A mala com R$ 500 mil, flagrada nas mãos do ex-assessor do Planalto Rodrigo Rocha Loures, uma semana depois de o presidente Michel Temer (MDB) ter indicado seu nome ao empresário Joesley Batista (JBS), ameaçou explodir toda a ordem política pós-impeachment.
O processo, agora, arrasta-se em entrechoques pronunciados a meia voz. Deram-se há pouco, na Polícia Federal, os depoimentos de Rocha Loures e de um executivo da Rodrimar, supostamente beneficiária -assim como a JBS- de um decreto que prolongava o arrendamento de áreas nos portos do país.

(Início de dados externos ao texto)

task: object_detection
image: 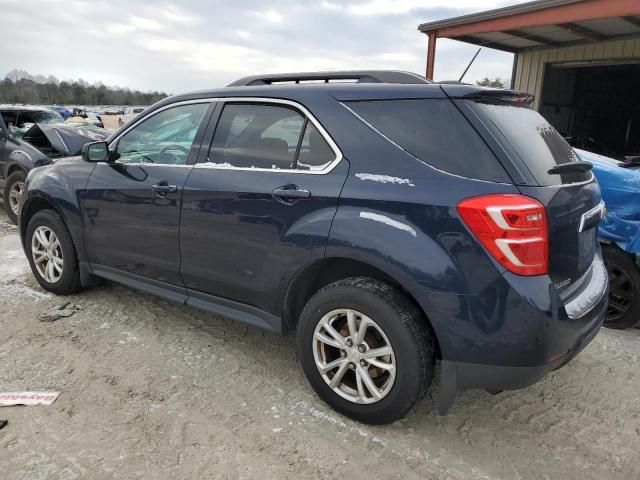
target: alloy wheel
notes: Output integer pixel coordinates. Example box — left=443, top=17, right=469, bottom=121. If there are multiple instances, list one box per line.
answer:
left=9, top=181, right=25, bottom=215
left=312, top=309, right=396, bottom=404
left=31, top=226, right=64, bottom=283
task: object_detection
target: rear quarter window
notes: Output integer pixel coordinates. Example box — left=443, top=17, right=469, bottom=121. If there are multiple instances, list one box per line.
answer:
left=346, top=99, right=509, bottom=183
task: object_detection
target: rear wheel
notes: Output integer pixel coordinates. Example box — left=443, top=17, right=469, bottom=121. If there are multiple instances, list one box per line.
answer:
left=3, top=170, right=27, bottom=224
left=602, top=244, right=640, bottom=330
left=297, top=277, right=435, bottom=424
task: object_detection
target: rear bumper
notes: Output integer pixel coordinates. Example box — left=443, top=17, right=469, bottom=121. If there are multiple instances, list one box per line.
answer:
left=448, top=293, right=605, bottom=391
left=437, top=293, right=605, bottom=414
left=424, top=253, right=608, bottom=414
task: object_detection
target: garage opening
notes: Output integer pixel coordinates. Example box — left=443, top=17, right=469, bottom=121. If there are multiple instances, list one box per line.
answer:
left=540, top=62, right=640, bottom=159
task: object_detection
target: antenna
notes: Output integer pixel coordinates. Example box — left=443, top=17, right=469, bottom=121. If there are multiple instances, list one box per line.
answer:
left=458, top=48, right=481, bottom=83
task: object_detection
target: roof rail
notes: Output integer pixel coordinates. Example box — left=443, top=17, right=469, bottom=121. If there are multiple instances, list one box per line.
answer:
left=227, top=70, right=431, bottom=87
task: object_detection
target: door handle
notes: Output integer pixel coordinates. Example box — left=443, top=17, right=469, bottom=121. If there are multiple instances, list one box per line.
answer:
left=272, top=184, right=311, bottom=202
left=151, top=183, right=178, bottom=195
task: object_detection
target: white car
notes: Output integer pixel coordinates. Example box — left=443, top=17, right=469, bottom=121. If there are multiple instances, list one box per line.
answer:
left=123, top=106, right=146, bottom=124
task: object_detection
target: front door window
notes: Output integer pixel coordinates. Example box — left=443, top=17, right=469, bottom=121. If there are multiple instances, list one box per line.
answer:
left=116, top=103, right=209, bottom=165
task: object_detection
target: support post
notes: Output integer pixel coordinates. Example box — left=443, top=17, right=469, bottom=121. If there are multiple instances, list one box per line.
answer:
left=426, top=32, right=436, bottom=80
left=510, top=52, right=519, bottom=89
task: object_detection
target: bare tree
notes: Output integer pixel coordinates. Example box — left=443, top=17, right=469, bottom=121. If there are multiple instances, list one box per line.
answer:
left=0, top=69, right=168, bottom=106
left=476, top=77, right=509, bottom=88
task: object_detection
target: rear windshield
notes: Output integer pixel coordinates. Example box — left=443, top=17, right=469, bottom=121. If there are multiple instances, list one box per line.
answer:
left=19, top=110, right=63, bottom=126
left=473, top=103, right=592, bottom=185
left=346, top=99, right=509, bottom=183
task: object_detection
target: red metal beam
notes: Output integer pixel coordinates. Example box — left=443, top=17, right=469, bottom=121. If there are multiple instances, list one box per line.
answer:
left=433, top=0, right=640, bottom=39
left=426, top=32, right=436, bottom=80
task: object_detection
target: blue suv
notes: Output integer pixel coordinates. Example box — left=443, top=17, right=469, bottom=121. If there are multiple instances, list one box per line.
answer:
left=18, top=71, right=608, bottom=424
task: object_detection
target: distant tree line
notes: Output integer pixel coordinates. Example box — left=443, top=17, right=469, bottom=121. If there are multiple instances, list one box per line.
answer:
left=0, top=69, right=168, bottom=106
left=476, top=77, right=509, bottom=88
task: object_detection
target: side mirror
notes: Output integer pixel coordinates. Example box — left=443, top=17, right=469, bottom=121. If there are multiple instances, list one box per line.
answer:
left=82, top=141, right=110, bottom=162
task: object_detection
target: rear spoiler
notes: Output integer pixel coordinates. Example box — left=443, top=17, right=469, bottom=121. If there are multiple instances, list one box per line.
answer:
left=228, top=70, right=432, bottom=87
left=440, top=84, right=534, bottom=105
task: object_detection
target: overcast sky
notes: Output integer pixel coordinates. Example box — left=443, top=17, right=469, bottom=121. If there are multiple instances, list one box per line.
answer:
left=1, top=0, right=528, bottom=94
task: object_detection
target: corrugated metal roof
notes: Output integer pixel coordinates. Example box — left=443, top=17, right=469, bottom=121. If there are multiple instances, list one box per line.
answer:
left=418, top=0, right=640, bottom=52
left=418, top=0, right=581, bottom=33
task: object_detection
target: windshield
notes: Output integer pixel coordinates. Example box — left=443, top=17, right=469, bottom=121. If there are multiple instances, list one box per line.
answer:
left=474, top=102, right=592, bottom=185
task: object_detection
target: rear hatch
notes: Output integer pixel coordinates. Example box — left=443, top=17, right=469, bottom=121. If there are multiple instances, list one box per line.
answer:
left=453, top=88, right=603, bottom=292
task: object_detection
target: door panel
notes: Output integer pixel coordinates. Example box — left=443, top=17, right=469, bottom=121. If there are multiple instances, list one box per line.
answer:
left=179, top=99, right=347, bottom=316
left=179, top=160, right=349, bottom=315
left=83, top=101, right=212, bottom=285
left=83, top=163, right=192, bottom=284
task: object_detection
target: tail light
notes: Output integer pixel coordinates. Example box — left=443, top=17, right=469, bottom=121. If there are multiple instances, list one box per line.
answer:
left=457, top=194, right=548, bottom=276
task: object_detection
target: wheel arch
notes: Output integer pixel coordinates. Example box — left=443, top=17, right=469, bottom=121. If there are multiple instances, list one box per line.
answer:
left=6, top=162, right=27, bottom=178
left=282, top=256, right=442, bottom=358
left=5, top=144, right=41, bottom=178
left=19, top=193, right=78, bottom=254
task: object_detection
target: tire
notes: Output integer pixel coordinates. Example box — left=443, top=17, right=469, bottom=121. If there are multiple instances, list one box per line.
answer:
left=296, top=277, right=435, bottom=425
left=25, top=209, right=82, bottom=295
left=602, top=244, right=640, bottom=330
left=3, top=170, right=27, bottom=225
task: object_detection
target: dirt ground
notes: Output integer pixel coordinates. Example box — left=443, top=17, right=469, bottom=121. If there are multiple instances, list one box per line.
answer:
left=0, top=208, right=639, bottom=480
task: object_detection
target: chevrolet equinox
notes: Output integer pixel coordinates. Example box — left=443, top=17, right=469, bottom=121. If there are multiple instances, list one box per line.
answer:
left=18, top=71, right=608, bottom=424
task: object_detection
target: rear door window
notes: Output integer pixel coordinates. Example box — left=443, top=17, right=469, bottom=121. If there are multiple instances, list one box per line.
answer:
left=346, top=99, right=509, bottom=183
left=296, top=122, right=335, bottom=170
left=473, top=103, right=592, bottom=185
left=206, top=103, right=336, bottom=171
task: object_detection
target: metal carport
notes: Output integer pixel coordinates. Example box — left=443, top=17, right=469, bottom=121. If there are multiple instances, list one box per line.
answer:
left=418, top=0, right=640, bottom=157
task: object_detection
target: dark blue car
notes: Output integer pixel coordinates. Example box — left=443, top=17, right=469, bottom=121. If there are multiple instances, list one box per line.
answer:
left=18, top=71, right=608, bottom=424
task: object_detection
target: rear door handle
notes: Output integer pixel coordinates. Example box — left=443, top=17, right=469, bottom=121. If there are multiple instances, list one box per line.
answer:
left=272, top=184, right=311, bottom=202
left=152, top=182, right=178, bottom=195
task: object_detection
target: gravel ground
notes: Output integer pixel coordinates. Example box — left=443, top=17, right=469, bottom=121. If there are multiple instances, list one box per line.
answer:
left=0, top=209, right=639, bottom=480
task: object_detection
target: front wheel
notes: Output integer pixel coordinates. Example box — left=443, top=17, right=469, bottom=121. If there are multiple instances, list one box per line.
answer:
left=603, top=245, right=640, bottom=330
left=297, top=277, right=435, bottom=424
left=25, top=210, right=82, bottom=295
left=3, top=170, right=27, bottom=224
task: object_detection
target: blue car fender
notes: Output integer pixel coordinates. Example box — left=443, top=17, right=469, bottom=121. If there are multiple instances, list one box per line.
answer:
left=576, top=148, right=640, bottom=255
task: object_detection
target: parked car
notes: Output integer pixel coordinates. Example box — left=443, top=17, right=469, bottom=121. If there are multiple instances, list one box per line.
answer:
left=0, top=105, right=63, bottom=131
left=0, top=110, right=108, bottom=223
left=576, top=148, right=640, bottom=329
left=123, top=106, right=146, bottom=124
left=52, top=106, right=73, bottom=120
left=18, top=71, right=607, bottom=424
left=66, top=109, right=104, bottom=129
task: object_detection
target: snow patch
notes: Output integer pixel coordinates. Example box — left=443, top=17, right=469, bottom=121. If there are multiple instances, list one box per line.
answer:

O segundo afirma que o primeiro “era um importante intermediário” nas negociações em torno do decreto, editado em 2017. O ex-auxiliar de Temer nega tudo.

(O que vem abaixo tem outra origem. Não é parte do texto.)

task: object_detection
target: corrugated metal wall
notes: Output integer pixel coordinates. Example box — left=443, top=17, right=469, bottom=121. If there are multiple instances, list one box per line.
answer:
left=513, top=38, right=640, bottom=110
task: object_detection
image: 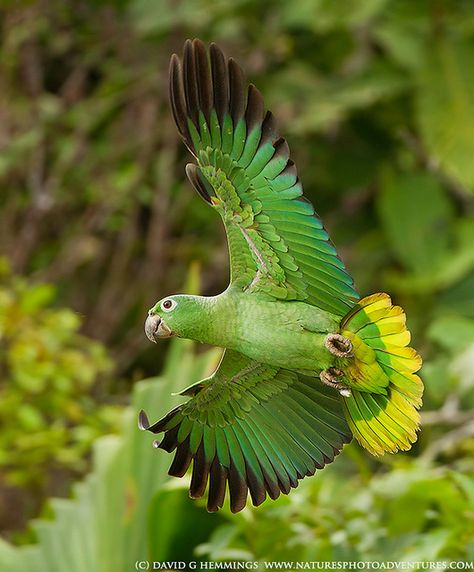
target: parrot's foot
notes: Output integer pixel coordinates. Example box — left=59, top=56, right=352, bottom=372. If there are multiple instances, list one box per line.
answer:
left=325, top=333, right=353, bottom=358
left=320, top=367, right=352, bottom=397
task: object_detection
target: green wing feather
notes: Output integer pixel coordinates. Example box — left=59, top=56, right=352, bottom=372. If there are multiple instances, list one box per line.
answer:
left=139, top=350, right=352, bottom=513
left=170, top=39, right=359, bottom=316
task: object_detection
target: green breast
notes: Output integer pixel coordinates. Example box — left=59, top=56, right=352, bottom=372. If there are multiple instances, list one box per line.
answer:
left=213, top=291, right=340, bottom=373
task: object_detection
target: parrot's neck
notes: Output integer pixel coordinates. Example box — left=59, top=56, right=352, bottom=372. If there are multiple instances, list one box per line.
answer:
left=177, top=291, right=238, bottom=347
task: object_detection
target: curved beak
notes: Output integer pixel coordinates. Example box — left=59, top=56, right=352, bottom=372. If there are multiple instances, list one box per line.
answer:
left=144, top=312, right=173, bottom=342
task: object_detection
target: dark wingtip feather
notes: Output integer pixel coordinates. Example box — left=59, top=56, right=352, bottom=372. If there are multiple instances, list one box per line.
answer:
left=183, top=39, right=200, bottom=127
left=228, top=57, right=247, bottom=124
left=144, top=405, right=182, bottom=434
left=277, top=476, right=291, bottom=495
left=193, top=38, right=212, bottom=124
left=228, top=461, right=248, bottom=513
left=207, top=459, right=227, bottom=512
left=246, top=464, right=267, bottom=507
left=138, top=410, right=150, bottom=430
left=170, top=40, right=271, bottom=167
left=264, top=478, right=281, bottom=501
left=185, top=163, right=212, bottom=204
left=190, top=443, right=210, bottom=499
left=169, top=53, right=192, bottom=149
left=260, top=111, right=279, bottom=147
left=245, top=84, right=265, bottom=132
left=271, top=137, right=290, bottom=162
left=210, top=42, right=229, bottom=123
left=158, top=424, right=180, bottom=453
left=169, top=436, right=193, bottom=477
left=279, top=159, right=297, bottom=181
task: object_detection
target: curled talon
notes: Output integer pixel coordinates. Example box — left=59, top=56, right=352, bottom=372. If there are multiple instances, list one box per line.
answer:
left=320, top=367, right=352, bottom=397
left=325, top=333, right=353, bottom=358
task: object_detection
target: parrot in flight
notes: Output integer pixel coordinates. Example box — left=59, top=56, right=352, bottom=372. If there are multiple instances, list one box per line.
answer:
left=140, top=39, right=423, bottom=513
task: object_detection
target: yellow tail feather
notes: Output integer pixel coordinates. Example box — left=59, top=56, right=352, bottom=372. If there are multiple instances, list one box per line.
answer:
left=340, top=293, right=423, bottom=455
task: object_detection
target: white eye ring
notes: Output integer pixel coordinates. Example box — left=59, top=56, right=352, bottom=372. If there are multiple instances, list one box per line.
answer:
left=161, top=299, right=177, bottom=312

Registraram-se, contudo, contatos entre Rocha Loures e o então ministro dos Transportes, Maurício Quintella, discutindo a medida. Gravação telefônica dá conta das comemorações entre ambos quando o decreto se oficializou. “Foi um golaço”, diz o ministro.
Embora sejam mais do que convincentes os sinais da atuação de Loures como lobista no centro do poder federal -e comprometedora ao extremo a atitude do presidente ao indicá-lo como interlocutor a um magnata afundado em suspeições-, o caso se dilui agora em meio a minúcias e contra-argumentações processuais.

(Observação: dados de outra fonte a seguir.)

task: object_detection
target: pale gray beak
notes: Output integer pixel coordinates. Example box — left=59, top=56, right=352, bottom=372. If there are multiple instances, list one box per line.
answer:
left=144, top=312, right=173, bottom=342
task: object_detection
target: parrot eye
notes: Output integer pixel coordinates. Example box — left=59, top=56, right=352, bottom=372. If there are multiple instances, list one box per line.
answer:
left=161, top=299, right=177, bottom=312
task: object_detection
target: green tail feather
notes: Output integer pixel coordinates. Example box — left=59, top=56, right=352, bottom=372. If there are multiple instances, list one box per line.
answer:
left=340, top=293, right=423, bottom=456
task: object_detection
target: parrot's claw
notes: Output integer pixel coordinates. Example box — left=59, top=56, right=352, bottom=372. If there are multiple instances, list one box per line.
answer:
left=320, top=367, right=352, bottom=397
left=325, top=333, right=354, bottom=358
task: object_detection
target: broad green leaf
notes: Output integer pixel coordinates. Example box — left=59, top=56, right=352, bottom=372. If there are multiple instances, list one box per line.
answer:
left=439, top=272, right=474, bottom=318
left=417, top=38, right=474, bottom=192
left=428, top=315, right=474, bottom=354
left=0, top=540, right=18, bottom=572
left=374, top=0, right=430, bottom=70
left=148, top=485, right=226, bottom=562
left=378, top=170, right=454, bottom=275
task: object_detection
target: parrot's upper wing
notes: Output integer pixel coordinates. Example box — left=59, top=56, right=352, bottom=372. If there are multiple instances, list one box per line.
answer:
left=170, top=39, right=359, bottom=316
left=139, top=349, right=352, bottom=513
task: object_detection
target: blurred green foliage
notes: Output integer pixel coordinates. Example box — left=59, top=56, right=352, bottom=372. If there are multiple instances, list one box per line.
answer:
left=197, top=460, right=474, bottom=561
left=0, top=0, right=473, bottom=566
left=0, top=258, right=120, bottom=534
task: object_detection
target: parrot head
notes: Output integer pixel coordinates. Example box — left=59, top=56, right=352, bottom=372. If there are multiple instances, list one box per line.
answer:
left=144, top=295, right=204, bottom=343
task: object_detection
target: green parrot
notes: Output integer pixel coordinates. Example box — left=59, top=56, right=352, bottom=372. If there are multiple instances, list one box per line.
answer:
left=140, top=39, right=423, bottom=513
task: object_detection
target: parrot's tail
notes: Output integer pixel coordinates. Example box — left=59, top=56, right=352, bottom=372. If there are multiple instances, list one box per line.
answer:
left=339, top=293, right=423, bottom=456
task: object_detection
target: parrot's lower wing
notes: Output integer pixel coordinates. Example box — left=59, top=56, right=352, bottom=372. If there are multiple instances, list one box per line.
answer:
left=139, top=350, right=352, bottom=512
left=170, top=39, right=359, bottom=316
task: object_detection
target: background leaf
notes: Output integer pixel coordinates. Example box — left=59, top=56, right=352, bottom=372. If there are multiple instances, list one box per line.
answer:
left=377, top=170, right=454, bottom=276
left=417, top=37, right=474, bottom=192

Sabe-se de antigas ligações entre Temer e as atividades portuárias na cidade de Santos (SP). Ocorre, como ressaltam seus defensores, que o decreto não atendia a reivindicações ligadas a essa área.
Seja como for, restam os fatos essenciais: a mochila, o meio milhão, a conversa apontando Rocha Loures. Os depoimentos divergentes na PF correspondem ao que se espera num ambiente marcado pela completa promiscuidade entre interesses públicos e privados.
Tais aspectos concorrem, naturalmente, para que se imponha o aprofundamento das investigações do caso -em que o presidente da República é, sem dúvida, o responsável pelos sussurros finais.